Thiem beim Handshake mit Medwedew nach dem Finale in London
Thiem beim Handshake mit Medwedew nach dem Finale in LondonGEPA
Daniil Medwedew schlug Dominic Thiem in einem Finalkrimi bei den ATP-Finals gegen London. Der Russe schrieb dabei Tennisgeschichte.

In der Stunde des größten Triumphes blieb Daniil Medwedew komplett cool. Kein großer Jubel, nur kurz eine geballte Faust. Schon als er Satz eins im Endspiel der ATP-Finals gegen Dominic Thiem durch einen Netzroller 4:6 abgeben musste, kam ihm nur ein Grinser aus.

Medwedew gewann in der leeren O2-Arena sein erstes großes Turnier und der 24-Jährige schrieb dabei Tennis-Geschichte. Denn noch nie hatte es ein Tennisprofi seit 1973 geschafft, die Top-3 der Weltrangliste bei den ATP-Finals zu besiegen. Überhaupt konnten nur drei Akteure vor ihm die besten drei Spieler der Welt in einem Turnier besiegen: 1994 gelang dies Boris Becker, 2007 sorgten David Nalbandian und Novak Djokovic mit Erfolgen über die Tennis-Elite für Aufsehen. 
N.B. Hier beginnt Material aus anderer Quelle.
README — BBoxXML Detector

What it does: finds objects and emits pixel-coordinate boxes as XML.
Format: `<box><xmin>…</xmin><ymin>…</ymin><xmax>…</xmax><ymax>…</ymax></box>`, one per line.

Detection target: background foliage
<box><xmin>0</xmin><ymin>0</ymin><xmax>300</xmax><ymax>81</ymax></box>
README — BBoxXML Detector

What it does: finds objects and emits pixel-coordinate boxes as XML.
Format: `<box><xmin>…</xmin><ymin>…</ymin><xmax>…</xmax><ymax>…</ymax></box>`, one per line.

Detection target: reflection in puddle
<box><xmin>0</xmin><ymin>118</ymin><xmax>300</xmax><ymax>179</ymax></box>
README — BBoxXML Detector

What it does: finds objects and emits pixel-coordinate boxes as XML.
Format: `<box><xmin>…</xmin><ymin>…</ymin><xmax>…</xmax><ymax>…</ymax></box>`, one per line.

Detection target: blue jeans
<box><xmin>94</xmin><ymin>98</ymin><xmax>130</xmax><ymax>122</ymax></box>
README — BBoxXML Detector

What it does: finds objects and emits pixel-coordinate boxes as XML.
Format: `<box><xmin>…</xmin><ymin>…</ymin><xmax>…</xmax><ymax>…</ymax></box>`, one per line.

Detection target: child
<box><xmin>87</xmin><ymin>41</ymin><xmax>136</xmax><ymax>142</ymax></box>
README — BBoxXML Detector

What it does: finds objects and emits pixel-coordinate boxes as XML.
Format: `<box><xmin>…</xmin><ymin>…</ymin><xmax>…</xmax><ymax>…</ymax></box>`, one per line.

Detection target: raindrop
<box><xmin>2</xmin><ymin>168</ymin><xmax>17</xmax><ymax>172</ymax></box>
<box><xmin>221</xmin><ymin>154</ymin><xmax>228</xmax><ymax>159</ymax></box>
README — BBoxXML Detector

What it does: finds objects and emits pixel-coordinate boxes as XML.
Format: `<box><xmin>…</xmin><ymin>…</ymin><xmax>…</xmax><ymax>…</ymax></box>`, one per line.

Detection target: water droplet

Medwedew, der im Vorjahr bei seinem Finals-Debüt noch mit drei Niederlagen unterging, ist jetzt ungeschlagener Champion. Er erhält dafür 1.500 Punkte sowie 1,56 Millionen US-Dollar. "Was für ein Match, es war einer meiner schönsten Siege", freute sich der coole Medwedew, der noch vor der Siegerehrung auf der Spielerbank mit dem Handy Nachrichten geschrieben hat. "Ich gratuliere dir, Domi für all die Dinge, die du jetzt schon erreicht hast. Dein Name ist schon jetzt in den Geschichtsbüchern des Tennis", streute er dem Österreicher Rosen.

Besonders freute es Medwedew, dass er den russischen Kreis am Austragungsort London geschlossen hat. 2009 hatte Nikolaj Dawidenko die erste Auflage in der O2-Arena gewonnen, Medwedew vor der Übersiedelung nach Turin nun die letzte. "Vielen Dank an Nikolaj Dawidenko, der eine Inspiration für mich und viele andere Kinder war."